Institute of Education

Research & Expertise to Make a Difference in Education & Beyond

Exploring the Role of Higher Education in Modern Ecosystems

In March 2018, a team of researchers at the IOE Laboratory for University Development traveled to Augsburg, Germany to present at this year’s conference, Higher Education in Modern Ecosystems: Efficiency, Society and Policies.  

Hosted by the University of Augsburg, the 2018 Conference has become a dynamic forum to share multiple scholarly perspectives, based on evidence from various corners of the globe, on how university systems have been contributing to different aspects of economic development and societal progress on the whole.

The event has welcomed a premier cohort of accomplished international experts in higher education. The conference’s keynote speakers included Dr. Stefano Paleari (University of Bergamo, Italy), Dr. Berthold U. Wigger (Karlsruhe Institute of Technology, Germany), and Dr. Tommaso Agasisti (Politecnico di Milano School of Management, Italy) who will join IOE in Moscow on July 1–6, 2018 as a faculty member for this year’s Second International Summer School ‘Inequality of Educational Opportunities.’  

In his report titled, Does the Efficiency of Higher Education Institutions Matter for Regional Economic Development? Evidence from Russia, IOE analyst Alexey Egorov gave a comprehensive outline of a recent study he has conducted together with Tommaso Agasisti, Daria Zinchenko and Oleg Leshukov that aims to evaluate the contribution of Russia’s higher education systems to their host regions. The authors measure the efficiency of a university by comparing the scale of returns that different HEIs can generate given the initial amount of economic resources available in each particular case.

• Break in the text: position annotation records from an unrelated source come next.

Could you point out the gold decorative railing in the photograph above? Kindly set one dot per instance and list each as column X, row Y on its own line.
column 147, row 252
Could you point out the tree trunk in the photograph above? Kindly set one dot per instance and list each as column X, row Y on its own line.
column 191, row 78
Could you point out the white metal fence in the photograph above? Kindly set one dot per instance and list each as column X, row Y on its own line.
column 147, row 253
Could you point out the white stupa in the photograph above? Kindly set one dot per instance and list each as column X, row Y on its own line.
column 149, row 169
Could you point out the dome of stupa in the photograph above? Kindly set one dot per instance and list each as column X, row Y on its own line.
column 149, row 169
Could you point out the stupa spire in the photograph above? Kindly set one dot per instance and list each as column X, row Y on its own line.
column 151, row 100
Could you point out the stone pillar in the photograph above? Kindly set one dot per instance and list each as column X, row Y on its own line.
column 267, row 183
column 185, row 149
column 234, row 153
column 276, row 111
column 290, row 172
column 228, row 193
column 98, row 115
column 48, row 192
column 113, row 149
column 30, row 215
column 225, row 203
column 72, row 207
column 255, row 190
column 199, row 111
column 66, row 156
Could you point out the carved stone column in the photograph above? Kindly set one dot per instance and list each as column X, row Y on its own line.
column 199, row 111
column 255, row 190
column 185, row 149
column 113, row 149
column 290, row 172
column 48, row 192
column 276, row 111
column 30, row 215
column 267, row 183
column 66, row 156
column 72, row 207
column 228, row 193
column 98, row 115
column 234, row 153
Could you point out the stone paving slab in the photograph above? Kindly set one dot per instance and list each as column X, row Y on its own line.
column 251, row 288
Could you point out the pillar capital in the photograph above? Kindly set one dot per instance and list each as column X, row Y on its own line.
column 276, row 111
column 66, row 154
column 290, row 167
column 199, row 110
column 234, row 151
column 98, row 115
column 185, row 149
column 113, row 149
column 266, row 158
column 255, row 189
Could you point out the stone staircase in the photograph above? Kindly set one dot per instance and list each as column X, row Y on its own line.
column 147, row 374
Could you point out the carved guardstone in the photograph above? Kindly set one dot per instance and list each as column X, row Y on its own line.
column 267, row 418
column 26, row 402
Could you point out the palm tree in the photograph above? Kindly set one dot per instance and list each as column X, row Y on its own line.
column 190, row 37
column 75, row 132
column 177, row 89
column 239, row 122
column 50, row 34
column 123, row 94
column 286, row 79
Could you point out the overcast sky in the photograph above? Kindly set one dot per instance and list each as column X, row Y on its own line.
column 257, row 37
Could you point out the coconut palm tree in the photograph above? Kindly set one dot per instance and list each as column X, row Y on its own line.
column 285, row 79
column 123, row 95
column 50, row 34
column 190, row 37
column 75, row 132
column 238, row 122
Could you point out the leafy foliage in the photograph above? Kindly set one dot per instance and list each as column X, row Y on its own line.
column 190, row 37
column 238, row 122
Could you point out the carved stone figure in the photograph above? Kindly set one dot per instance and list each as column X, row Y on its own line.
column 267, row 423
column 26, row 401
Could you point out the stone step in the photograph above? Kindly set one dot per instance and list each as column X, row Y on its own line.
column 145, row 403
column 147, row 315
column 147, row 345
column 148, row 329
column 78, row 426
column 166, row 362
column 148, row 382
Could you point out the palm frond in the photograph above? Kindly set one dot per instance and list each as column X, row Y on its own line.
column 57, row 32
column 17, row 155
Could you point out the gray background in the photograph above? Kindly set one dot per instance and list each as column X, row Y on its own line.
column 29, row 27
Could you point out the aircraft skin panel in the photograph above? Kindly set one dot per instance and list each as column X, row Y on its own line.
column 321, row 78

Also, the study explores various types of interregional effects from higher education systems that are located in geographic proximity to each other.      

In her conference talk, IOE analyst Ekaterina Shibanova touched on the performance of Russian universities that have been part of the ‘5–100’ National Academic Excellence Project. The paper she presented, Evaluating Efficiency of Russian Excellence-Driven Universities through Data Envelopment Analysis and Malmquist Index (coauthored with Tommaso Agasisti, Daria Platonova and Mikhail Lisyutkin), compares how the Project’s Phase One participant HEIs have performed against a benchmark group of guideline universities. The study views how well a given HEI has been delivering on the main ‘5–100’ Project KPIs as a proxy of its efficiency and productivity.